Tuesday, July 14, 2009

Deep Impact

Every day our memory goes through a minor, less painful version of shock treatment. Facts, figures, places, sights, sounds, phone numbers, tastes, smells, song lyrics, stenches. It's a lot to take in, but it all has to be registered somewhere. Damn, that tortilla soup was delish. Thanks scalding hot sand, I really appreciate the blisters, let's not meet again. Wow, that new Britney Spears song makes me wish I had hot wax to pour into my ear canals. All those thoughts and memories are filed away for future reference, some fading over time, others standing pat for the remainder of our lives. The same goes for people. Some stumble into our lives smelling of rum, pizza and donuts (usually around 2am, once the bars are closing), but are lost as quickly as a cell phone on a blackout night.

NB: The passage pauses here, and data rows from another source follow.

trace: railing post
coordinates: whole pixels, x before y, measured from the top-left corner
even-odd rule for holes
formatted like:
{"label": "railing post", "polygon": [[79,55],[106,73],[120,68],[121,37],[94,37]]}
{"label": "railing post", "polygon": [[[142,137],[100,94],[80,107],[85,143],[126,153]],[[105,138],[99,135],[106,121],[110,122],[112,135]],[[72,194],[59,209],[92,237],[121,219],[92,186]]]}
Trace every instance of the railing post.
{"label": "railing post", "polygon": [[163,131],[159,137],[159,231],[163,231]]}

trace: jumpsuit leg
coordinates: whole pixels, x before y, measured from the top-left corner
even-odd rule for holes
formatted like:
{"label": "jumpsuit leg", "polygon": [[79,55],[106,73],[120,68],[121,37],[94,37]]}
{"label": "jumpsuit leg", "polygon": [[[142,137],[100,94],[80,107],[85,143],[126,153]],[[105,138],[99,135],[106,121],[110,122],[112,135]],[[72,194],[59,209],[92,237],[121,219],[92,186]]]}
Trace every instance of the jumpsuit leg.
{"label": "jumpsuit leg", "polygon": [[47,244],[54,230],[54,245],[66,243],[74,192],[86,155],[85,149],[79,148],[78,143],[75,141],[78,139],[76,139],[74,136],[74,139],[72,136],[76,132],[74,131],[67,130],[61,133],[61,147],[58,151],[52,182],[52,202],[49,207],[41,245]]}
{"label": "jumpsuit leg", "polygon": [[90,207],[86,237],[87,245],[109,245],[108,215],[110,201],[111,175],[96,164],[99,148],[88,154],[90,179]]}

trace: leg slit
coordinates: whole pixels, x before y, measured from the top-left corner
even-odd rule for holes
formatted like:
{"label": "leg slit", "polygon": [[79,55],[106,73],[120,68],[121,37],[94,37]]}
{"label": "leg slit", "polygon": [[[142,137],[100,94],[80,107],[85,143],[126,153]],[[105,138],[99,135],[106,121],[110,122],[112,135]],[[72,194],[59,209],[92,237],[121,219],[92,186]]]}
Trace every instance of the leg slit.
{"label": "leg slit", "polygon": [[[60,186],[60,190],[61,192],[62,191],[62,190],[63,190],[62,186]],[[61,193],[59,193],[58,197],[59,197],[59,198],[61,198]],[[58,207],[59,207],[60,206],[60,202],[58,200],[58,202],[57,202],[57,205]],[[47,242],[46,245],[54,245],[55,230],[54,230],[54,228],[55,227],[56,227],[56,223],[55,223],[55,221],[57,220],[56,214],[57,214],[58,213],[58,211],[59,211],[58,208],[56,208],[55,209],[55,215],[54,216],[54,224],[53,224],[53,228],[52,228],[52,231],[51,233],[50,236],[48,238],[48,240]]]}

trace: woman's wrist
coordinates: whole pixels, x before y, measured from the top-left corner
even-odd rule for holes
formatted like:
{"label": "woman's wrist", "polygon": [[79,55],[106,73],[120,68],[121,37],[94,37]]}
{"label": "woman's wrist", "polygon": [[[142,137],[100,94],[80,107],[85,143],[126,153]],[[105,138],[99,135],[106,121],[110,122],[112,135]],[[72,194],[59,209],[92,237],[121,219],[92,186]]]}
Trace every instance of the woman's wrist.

Others enter, provide substance and leave an indelible imprint. 

How many times do you find yourself somewhere, glancing repeatedly at someone over yonder, asking yourself, where do I know him/her from? You recall the footprint left on your memory, but can recall no sense of proper identification. Of course, the ones who've mattered most, you'd recognize their face, remember their address, their dogs name and how good they were at handball, even if it'd been 10 years since the last interaction. We all have those people. They come and go at unexpected junctures in our lives, but never seem to leave altogether. They pop up in dreams, sign up for Facebook, get mentioned in a conversation, or invite you to their wedding. And when that happens, all of those memories that may have settled into the back of your mind resurface, and you get to relive all those days, hours, minutes all over again.

Though I can't identify one particular person who has completely rocked the landscape of my life, I can easily identify a few who have been integral in molding me into the man (Young adult? No. Shit, 26 is old.) that I am today. It's weird to consider who I would be if I hadn't crossed paths with various pockets of people over the years. Had I not grown up playing soccer and sports with my childhood friend, Marco, would I be a techy or a tax analyst? If I hadn't met the PNC boys (long story), would I have been some druggie burnout in high school? If the newspaper staff at Chapman hadn't been as talented, inspiring and entertaining, would I have continued down the path toward a career in journalism? If I hadn't met my lady while studying abroad in Europe, would I still find myself buried in the sports pages, ignoring events going on in the rest of the world? Tremendously important and vital parts of my personality can be attributed to those who have come to matter.

Had life gone just a bit differently in a few key areas, would I even recognize who I could have turned out to be? Did I even have a say in the way my life turned out? Are we all actors in our own, unknown untelevised sitcom? (Insert Twilight Zone music here.) 

So many questions, and I have absolutely no answers.


Maria "Spunk" Brophy said...

Great post, Chasen! My first mentor was a lady that was my boss at my first job at 17. I came from a messed up family, and she was the first NORMAL person I spent time with. She cared about me and taught me that I could be anything, and she respected who I was.

There were others after her, but if not for her, who knows where I'd be today?

I think I'll write her a "thank you" - if I can find her.

Thanks for digging up a good memory for me!

charlotte esther wilde said...

cool post (and great movie hah). i think about this a lot and always am reminded of two things:

1) these wilco lyrics that are so dreamy and pretty and true: Are there really ones like these? / The ones I dream / Float like leaves / And freeze to spread skeleton wings / I passed through before I knew you."

and 2) my best friend's mom in high school used to say that people are like diamonds and with every person you meet, they chip away at you to form you into the person you are. i guess chipping can be both good and bad.